North Carolina’s new voter ID law, currently being litigated in federal court in Winston-Salem, is an election lawyer’s dream. Ending same-day registration, cutting early voting from 17 days to 10, eliminating a popular high school civics program encouraging students to register before they turn 18, expanding poll “observers” and instituting the country’s toughest photo ID requirement, the statute is a cornucopia of voter restriction. Small wonder we’ve been sued by the federal government. Winston Churchill once rejected a dessert by saying: “Take away that pudding; it has no theme.” The same cannot be said of our voter ID bill. It changes election law in dozens of disparate and intersecting ways. The principal features have only this in common: Each makes it harder to vote than it was before. Such is life, here, at the leading edge of American voter suppression. Perhaps it should come as no surprise, then, that one of the potent challenges to the statute hasn’t been seen in our voting rights jurisprudence before. Seven college students from across the state argue that the oddly constructed identification measure violates the 26th Amendment to the U.S. Constitution. You remember it, the provision that reduced the voting age from 21 to 18 and says, interestingly, that the right to vote “shall not be denied or abridged … on account of age.”
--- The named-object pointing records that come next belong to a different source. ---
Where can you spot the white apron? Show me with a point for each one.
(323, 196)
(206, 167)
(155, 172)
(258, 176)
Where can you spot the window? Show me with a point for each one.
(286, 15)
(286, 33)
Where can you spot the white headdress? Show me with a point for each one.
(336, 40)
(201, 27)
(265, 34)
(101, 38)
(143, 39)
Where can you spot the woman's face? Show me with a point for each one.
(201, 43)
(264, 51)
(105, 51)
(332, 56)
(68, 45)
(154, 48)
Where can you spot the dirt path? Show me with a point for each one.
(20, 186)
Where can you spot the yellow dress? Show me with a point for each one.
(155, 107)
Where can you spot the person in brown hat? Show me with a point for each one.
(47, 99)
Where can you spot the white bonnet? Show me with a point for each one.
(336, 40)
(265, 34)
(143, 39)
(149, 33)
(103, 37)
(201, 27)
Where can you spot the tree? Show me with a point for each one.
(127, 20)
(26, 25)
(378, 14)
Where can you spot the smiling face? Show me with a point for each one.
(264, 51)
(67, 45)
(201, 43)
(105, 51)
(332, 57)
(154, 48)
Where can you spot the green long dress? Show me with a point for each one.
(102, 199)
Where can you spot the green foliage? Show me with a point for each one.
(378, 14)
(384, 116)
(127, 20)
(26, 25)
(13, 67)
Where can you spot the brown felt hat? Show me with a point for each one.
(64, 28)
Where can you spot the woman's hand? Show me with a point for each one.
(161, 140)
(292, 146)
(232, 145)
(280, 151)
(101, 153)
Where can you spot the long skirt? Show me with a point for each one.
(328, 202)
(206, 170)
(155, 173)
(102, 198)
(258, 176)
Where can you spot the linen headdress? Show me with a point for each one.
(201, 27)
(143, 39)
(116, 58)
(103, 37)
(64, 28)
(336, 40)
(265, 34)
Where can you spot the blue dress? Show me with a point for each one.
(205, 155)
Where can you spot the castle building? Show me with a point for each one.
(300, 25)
Marc Elias, the students’ attorney, claims straightforwardly that the “changes to the election law were intended to make it more difficult for young people to vote.” Indeed they were.
In 2016, a government photo ID will be required to vote. Acceptable state-issued identification cards, however, don’t include university IDs, even those of public universities. Nor will out of state driver’s licenses be accepted for qualified voters, even though they’d settle any purported identity question. As one plaintiff put it, many students don’t have a state identification card and “they’ll arrive at the polling place carrying out of state licenses and student IDs.”
Our current leaders don’t like the way young people vote. Nationally, those under 30 cast more than 20 million ballots in the 2012 presidential election. North Carolina had one of the highest under-30 turnout rates in the country. And they opted for President Obama by massive margins. As with blacks and Latinos, the sin is unforgivable.